Intendiamoci, che la Casa d’Italia torni in pianta stabile, pienamente, nelle mani dello Stato Italiano, è notizia che rallegra e rassicura tutti; che venga ristrutturata e accolga gli alunni di elementari e medie, che tornino in mano pubblica scuole e servizi, che nessuno possa su di essi speculare, è notizia ottima. Va dato merito al Ministero.
A fare acqua sono le spiegazioni, eleganti, certamente cortesi, ma un po’ fumose che il console dà in merito alla presenza delle associazioni e dei cittadini italiani, che par di capire non vivranno più la Casa d’Italia come l’hanno vissuta fino ad oggi. La sala Pirandello, che trasuda storia dell’emigrazione italiana, come sarà gestita dall’Istituto di Cultura? Le altre sale, che le associazioni, e non solo, hanno utilizzato finora, saranno ancora a disposizione di tutti? Come conviveranno il consolato e le due scuole? Ci saranno solo aperitivi elitari o i pensionati avranno accesso per scambiare quattro chiacchiere? Si riuscirà a farla rimanere un luogo d’incontro, aggregativo, o sarà la rivincita della Sala della Pallacorda?

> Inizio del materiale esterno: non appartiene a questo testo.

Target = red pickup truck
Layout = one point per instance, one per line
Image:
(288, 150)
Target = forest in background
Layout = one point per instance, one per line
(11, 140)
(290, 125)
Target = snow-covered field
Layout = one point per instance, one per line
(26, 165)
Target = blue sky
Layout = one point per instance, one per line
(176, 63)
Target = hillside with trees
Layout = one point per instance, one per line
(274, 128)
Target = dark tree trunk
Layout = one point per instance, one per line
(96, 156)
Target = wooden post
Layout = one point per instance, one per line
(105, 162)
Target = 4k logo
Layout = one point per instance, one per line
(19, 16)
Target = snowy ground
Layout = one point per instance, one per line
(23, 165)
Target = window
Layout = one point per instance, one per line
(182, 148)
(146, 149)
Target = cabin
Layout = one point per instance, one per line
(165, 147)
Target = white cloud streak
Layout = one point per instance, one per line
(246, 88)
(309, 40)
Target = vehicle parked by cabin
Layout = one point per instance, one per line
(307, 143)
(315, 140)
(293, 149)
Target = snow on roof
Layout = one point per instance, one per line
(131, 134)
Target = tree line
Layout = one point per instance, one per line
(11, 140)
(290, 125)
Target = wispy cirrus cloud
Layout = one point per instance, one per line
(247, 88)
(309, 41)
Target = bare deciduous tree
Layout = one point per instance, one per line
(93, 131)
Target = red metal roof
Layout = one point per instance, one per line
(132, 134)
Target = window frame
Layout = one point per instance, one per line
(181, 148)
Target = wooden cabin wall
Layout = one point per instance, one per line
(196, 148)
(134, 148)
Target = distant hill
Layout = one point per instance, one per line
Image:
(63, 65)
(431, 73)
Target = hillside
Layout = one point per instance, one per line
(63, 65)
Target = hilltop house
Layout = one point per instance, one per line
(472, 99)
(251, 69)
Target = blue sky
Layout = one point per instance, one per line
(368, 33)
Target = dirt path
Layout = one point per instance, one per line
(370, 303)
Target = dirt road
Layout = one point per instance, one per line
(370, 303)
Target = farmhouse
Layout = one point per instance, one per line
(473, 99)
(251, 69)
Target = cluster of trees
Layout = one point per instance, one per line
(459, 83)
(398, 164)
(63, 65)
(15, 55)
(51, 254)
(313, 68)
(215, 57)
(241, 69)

Non va dimenticato che oltre al campanile, alla comunità si sta togliendo anche “la piazza e il bar del paese”. Per il momento, almeno un dubbio è stato fugato da una certezza: il punto di ristoro è saltato. Tutti siamo felici che la Casa d’Italia torni allo Stato, ma lo saremmo molto più se fra le nebbie che il buon console ci getta a piene mani, si intravedesse una Casa d’Italia che ospita il consolato, non una Casa del Consolato d’Italia che apre i cancelli per un timbro sul passaporto e li chiude all’uscita dell’ultimo impiegato.